Эта его покорность обескуражила и одновременно вызвала мрачные чувства:
— Ну, а если я тебя выброшу отсюда?
— Можешь, — мгновенно согласился Драч. — Даже сопротивляться не стану. А то и сам уйду, прямо сейчас. Скажешь, иди, и я тут же исчезну. Говорю же, очередь…
Что-то не верится в твоё смирение…
— И напрасно. Ты подумал, я рвать тебя стану, брат? Выдавливать тайны родовой науки? Да ни за что! Обманули калики… Не хочешь делиться, оставь все при себе. Мне ведь ни к чему ни твой раж, ни волчья хватка. Даже в тягость…
— Да ты ангел во плоти!
— Нет, я далеко не ангел, — его вновь потянуло на откровения. — Своенравный, даже в чем-то коварный и хитрый человек. За три месяца послушания стольких обобрал!.. Причём даром. Со мной обычно делятся по доброй воле. А кто противится, как ты — ухожу… И тогда братья бегут за мной и просят остаться. Вот и сейчас, если уйду, начнёшь уговаривать. И выдашь мне все секреты.

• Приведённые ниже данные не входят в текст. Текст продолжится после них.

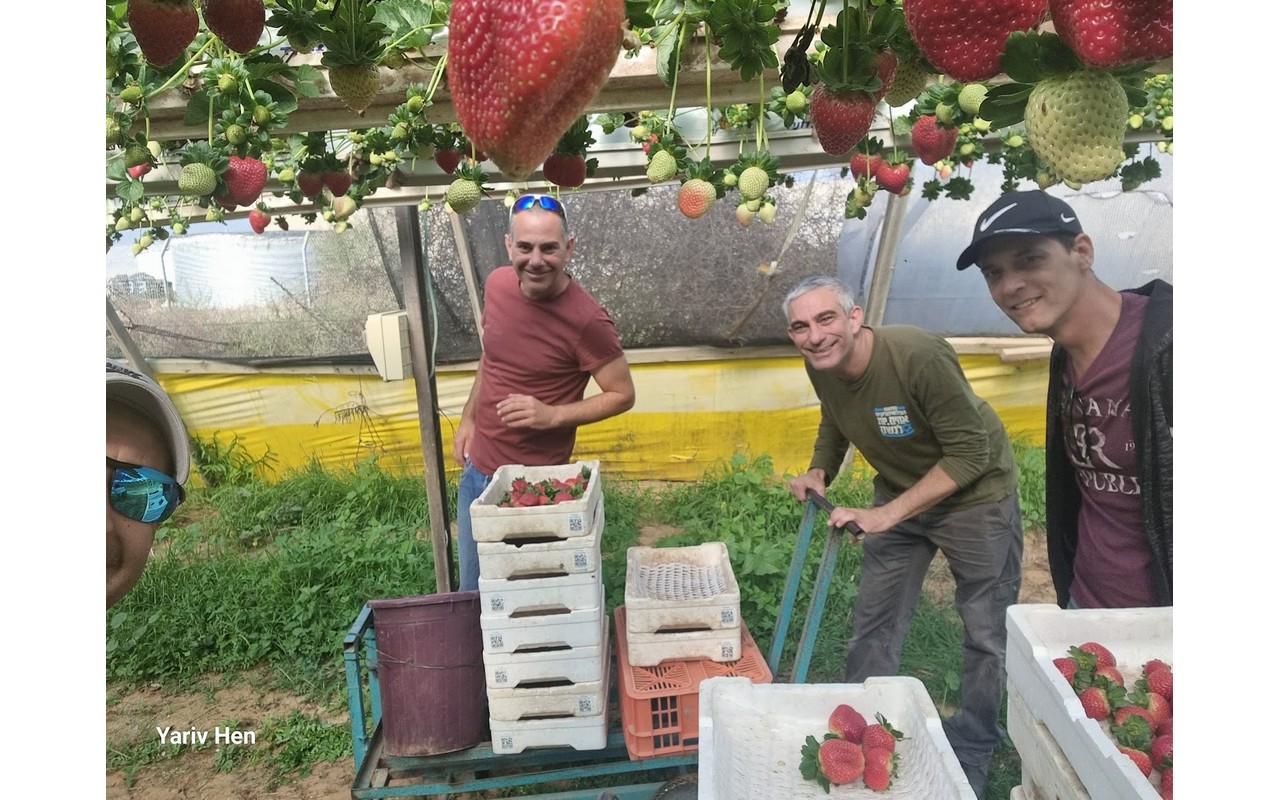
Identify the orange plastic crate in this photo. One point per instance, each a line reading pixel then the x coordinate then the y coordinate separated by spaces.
pixel 659 704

— Понятно. У меня нет выбора?
— Выбор у тебя есть. Ты сейчас стоишь у камня на распутье. А на нем — три варианта.
— И я ни одним не могу воспользоваться?
— Почему? Можешь… Например, не делиться и уйти в мир.
— Это неприемлемо…
— Вот видишь?.. Зато у тебя есть возможность прогнать меня и войти в самую элитную касту Сирого Урочища — встать на ветер. Разумеется, если вече бренок поставит. А оно поставит, коли сильно захотеть. И тогда ты останешься цельным.

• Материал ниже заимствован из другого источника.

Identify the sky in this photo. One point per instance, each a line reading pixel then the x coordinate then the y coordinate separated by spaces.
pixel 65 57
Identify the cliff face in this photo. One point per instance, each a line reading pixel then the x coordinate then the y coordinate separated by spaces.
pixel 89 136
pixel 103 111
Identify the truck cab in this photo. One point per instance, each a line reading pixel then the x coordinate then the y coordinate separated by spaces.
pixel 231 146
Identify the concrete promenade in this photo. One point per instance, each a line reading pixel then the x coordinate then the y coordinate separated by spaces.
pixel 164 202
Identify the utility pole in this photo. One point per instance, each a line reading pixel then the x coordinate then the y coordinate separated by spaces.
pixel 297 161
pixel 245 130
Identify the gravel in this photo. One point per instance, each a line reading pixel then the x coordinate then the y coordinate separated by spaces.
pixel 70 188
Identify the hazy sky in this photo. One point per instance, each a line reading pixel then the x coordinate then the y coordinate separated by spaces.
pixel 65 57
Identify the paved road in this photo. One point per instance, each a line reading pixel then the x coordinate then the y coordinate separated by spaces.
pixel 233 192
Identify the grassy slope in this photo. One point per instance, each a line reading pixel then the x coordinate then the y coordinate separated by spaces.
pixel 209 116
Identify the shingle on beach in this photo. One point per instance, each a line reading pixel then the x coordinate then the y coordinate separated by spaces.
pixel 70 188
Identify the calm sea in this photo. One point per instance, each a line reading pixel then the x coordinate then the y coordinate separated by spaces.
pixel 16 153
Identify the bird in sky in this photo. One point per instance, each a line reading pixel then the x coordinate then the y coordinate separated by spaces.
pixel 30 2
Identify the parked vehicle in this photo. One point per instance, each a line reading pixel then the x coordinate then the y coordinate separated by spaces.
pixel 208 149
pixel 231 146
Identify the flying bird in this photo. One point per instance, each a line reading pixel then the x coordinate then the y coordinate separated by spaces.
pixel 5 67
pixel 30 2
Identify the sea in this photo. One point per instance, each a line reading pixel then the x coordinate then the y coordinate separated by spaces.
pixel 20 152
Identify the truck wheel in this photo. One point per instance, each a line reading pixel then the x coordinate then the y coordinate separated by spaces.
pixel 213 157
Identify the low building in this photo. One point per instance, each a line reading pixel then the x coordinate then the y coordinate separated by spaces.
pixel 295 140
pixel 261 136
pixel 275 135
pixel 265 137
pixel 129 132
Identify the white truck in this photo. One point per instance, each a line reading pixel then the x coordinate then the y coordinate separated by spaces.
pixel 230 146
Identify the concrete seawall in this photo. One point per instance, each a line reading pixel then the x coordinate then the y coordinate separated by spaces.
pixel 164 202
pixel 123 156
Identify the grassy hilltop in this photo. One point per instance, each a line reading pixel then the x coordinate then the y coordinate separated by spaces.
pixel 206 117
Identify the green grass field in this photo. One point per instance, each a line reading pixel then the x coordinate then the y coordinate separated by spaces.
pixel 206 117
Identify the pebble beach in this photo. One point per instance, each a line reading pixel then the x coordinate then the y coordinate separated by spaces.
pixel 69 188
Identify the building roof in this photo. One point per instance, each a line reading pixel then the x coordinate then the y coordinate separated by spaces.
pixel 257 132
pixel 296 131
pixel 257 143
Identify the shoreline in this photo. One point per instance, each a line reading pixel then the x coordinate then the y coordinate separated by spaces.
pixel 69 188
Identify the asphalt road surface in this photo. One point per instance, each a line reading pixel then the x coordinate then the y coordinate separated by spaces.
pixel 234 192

— Говорят, холостых араксов не ставят… — Нужна добрая воля.
— Просто добрая воля? И больше ничего не требуется?
— Ну, ещё желание постичь высшую истину Сирого воинства, как это сделал Вяхирь. А такая истина требует великой жертвы.
— Чем же нужно пожертовать?
— Тем, что держит аракса на земле и мешает вставать на Правило в любое мгновение и где угодно, — очень уж туманно объяснил Драч. — В наше время ценится это, а не ваши хватки, захватки… Кому они нынче нужны? Можно лишь друг друга мять да калечить на ристалищах. А много ли повоюешь на бранном поле?.. Вот что тебя держит, например? Почему ты не можешь оторваться и взлететь, как птица? Как все те, кто ныне на ветру стоит? Подняться и метнуть молнию в супостата?